Calculate id of the given token. Also keep track of what words were mapped to what ids, for debugging reasons.

Parameters:token (str) – Input token.
Returns:Hash value of token.
Return type:int
save(fname_or_handle, separately=None, sep_limit=10485760, ignore=frozenset([]), pickle_protocol=2)

Save the object to file.

Parameters:
  • fname_or_handle (str or file-like) – Path to output file or already opened file-like object. If the object is a file handle, no special array handling will be performed, all attributes will be saved to the same file.
  • separately (list of str or None, optional) – If None - automatically detect large numpy/scipy.sparse arrays in the object being stored, and store them into separate files. This avoids pickle memory errors and allows mmap’ing large arrays back on load efficiently.

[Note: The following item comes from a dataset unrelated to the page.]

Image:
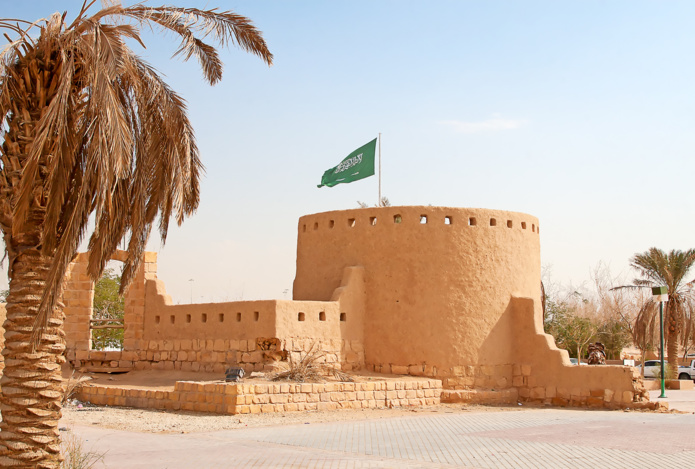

If list of str - this attributes will be stored in separate files, the automatic check is not performed in this case.
  • sep_limit (int) – Limit for automatic separation.
  • ignore (frozenset of str) – Attributes that shouldn’t be serialize/store.
  • pickle_protocol (int) – Protocol number for pickle.

See also

load()

save_as_text(fname)

Save this HashDictionary to a text file.

Parameters:fname (str) – Path to output file.

Notes

The format is: id[TAB]document frequency of this id[TAB]tab-separated set of words in UTF8 that map to this id[NEWLINE].

Examples

>>> from gensim.corpora import HashDictionary
>>> from gensim.test.utils import get_tmpfile
>>>
>>> corpus = [["máma", "mele", "maso"], ["ema", "má", "máma"]]
>>> data = HashDictionary(corpus)
>>> data.save_as_text(get_tmpfile("dictionary_in_text_format"))
setdefault(k[, d]) → D.get(k,d), also set D[k]=d if k not in D
update([E, ]**F) → None. Update D from dict/iterable E and F.

If E present and has a .keys() method, does: for k in E: D[k] = E[k] If E present and lacks .keys() method, does: for (k, v) in E: D[k] = v In either case, this is followed by: for k in F: D[k] = F[k]

values() → list of D's values
viewitems() → a set-like object providing a view on D's items
viewkeys() → a set-like object providing a view on D's keys
viewvalues() → an object providing a view on D's values